The "Shutdown Countdown" is underway. In addition to previewing each team, "Shutdown Corner" will be taking a brief look at each team's salary cap situation heading into the 2013 season and beyond. We begin the series with the Oakland Raiders.
2013 Adjusted Cap Number: $126.683 million (16th-highest adjusted cap figure in the NFL)
2013 Cap Room Remaining: $7.628 million (16th-most available cap space, as of July 4). The Raiders have yet to sign first-round cornerback D.J. Hayden, second-round offensive tackle Menelik Watson and fourth-round quarterback Tyler Wilson.
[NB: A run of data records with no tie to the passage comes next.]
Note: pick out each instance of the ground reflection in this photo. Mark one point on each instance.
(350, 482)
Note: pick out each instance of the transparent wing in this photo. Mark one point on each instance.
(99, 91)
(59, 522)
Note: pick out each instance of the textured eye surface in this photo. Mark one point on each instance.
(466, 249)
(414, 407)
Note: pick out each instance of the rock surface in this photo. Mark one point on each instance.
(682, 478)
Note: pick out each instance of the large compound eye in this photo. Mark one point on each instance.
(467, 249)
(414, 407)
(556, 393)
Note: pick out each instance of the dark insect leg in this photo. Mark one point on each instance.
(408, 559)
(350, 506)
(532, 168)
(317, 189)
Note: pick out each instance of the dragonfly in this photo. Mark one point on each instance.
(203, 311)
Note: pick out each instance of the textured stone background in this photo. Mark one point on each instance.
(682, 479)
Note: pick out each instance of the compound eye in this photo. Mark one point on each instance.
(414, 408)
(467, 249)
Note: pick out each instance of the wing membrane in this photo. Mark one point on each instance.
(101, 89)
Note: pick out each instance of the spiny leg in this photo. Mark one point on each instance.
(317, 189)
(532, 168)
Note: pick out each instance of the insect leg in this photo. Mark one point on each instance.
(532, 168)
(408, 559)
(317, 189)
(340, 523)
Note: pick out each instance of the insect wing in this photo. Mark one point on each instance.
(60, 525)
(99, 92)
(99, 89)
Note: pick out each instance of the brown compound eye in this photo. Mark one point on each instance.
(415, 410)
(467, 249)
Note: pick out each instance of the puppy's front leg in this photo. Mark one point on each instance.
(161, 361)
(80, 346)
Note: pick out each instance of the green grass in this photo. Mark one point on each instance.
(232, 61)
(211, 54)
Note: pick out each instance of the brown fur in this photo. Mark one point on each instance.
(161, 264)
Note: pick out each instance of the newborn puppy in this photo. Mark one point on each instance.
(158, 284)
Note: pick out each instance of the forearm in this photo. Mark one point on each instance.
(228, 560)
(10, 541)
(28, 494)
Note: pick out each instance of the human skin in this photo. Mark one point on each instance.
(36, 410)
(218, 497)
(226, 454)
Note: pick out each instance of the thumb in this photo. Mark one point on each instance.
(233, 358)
Those three draft choices will have first-year cap numbers totaling $3,266,552 and will have cap numbers large enough to crack the "Top 51" contracts that count against the salary cap prior to the start of the regular season. Those deals will replace contracts totaling $1.44 million in cap space, therefore, the Raiders will have $5.8 million in cap space once those three rookie contracts have been signed.
Biggest Bargain: Stefen Wisniewski is one of the more underrated centers in the league. The 2011 second-round pick out of Penn State has been durable, playing in 100 percent of the Raiders' snaps as a rookie and 93.3 percent of the snaps last season. Wisniewski had just four accepted penalties in 2012 (three holding calls, one false start) and is exceptional in pass protection. Wisniewski will earn $750,946 in base salary this season with a $1.128 million cap figure, which is about 30 percent of what Samson Satele (the player Wisniewski replaced at center in Oakland) will cost the Indianapolis Colts in both cash and cap space this season.
Potential Camp Casualty: The Raiders have over $50 million in "dead" money on their 2013 salary cap as most of the cuts and restructures took place earlier this offseason. Only two players —running back Darren McFadden and kicker Sebastien Janikowski — have base salaries exceeding $2 million. Janikowski is safe, but the same cannot be said for McFadden. The No. 4 pick of the 2008 NFL draft has had durability issues, failing to play more than 13 games in a single season and missing an average of 4.6 games per year. McFadden is coming off a 2012 season where he averaged just 3.3 yards per carry, scored two touchdowns and was dead last among qualifying running backs in Football Outsiders' DYAR (Defense-adjusted Yards Above Replacement) metric, with his -155 DYAR being the lowest figure among regular running backs since Marcel Shipp's -168 DYAR during the 2005 season. McFadden is arguably the Raiders' most talented player and the team does not have much depth at the running back position, two factors that will likely keep him in Silver & Black this season. However, there are few could successfully argue that McFadden's production has or will match his $5.856 million base salary (which ranks fourth among NFL running backs and will become fully guaranteed in Week 1) or his $9.685 million cap figure (third-highest among NFL running backs), two figures that could make him vulnerable when the team is finalizing its opening week roster.
Looming Contract Issue: Many of the projected starters on the Raiders are not signed for the 2014 season. McFadden, Janikowski, Jared Veldheer, Marcel Reece, Jacoby Ford, Pat Sims, Vance Walker and Mike Jenkins will be unrestricted free agents, but no issue looms larger than defensive end Lamarr Houston, who is entering the fourth and final season of his rookie contract. Houston had five sacks as a rookie and tied for the team lead with four sacks during a 2012 season that saw him lead the Raiders with 12 tackles for a loss and 13 quarterback hits. If Houston can build off of his performance last season, he will earn a considerable raise over the $660,000 ($630,000 base salary plus a $30,000 workout bonus) he is slated to make in 2013.
Long-Term Cash/Cap Outlook: Around half of the Raiders' 90-man roster is unsigned for the 2014 season, including many key starters, so it comes as no surprise that the team has a league-low $58.3 million in salary cap commitments for next season. Some of that ($6.2 million) is comprised of "dead" money from the "post-June 1" designated release of safety Michael Huff that allowed the team to split his cap hit over the 2013 and 2014 seasons. In terms of cash, the Raiders have only $41.5 million committed to 2014, which is also a league-low.